Methods: We analyzed data of patients aged 65 years or older who were included in a prospective, single-center cohort study. Predictive validity was assessed by investigating associations of resources, disposition, length of stay, and mortality with Emergency Severity Index levels. Diagnostic accuracy was tested by calculating sensitivity and specificity of Emergency Severity Index level 1 for the prediction of a lifesaving intervention. For the assessment of interrater reliability, 2 experts independently reviewed the triage nurses' notes. Agreement was estimated as raw agreement and as Cohen's weighted κ.

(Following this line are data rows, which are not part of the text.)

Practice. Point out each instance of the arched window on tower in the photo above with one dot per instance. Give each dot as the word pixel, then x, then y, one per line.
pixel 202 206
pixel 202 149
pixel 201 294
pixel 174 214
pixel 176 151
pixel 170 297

Results: In total, 519 older patients were included. Emergency Severity Index level was associated with resource consumption (Spearman's ρ=-0.449; 95% confidence interval [CI] -0.519 to -0.379), disposition (Kendall's τ=-0.452; 95% CI -0.516 to -0.387), ED length of stay (Kruskal-Wallis χ(2)=92.5; df=4; P<.001), and mortality (log-rank χ(2)=37.04; df=3; P<.001). The sensitivity of the Emergency Severity Index to predict lifesaving interventions was 0.462 (95% CI 0.232 to 0.709), and the specificity was 0.998 (95% CI 0.989 to 1.000). Interrater reliability between experts was high (raw agreement 0.917, 95% CI 0.894 to 0.944; Cohen's weighted κ(w)=0.934, 95% CI 0.913 to 0.954). Undertriage occurred in 117 cases. Main reasons were neglect of high-risk situations and failure to appropriately interpret vital signs.
Conclusion: In our study, older patients were at risk for undertriage. However, our results suggest that the Emergency Severity Index is reliable and valid for triage of older patients.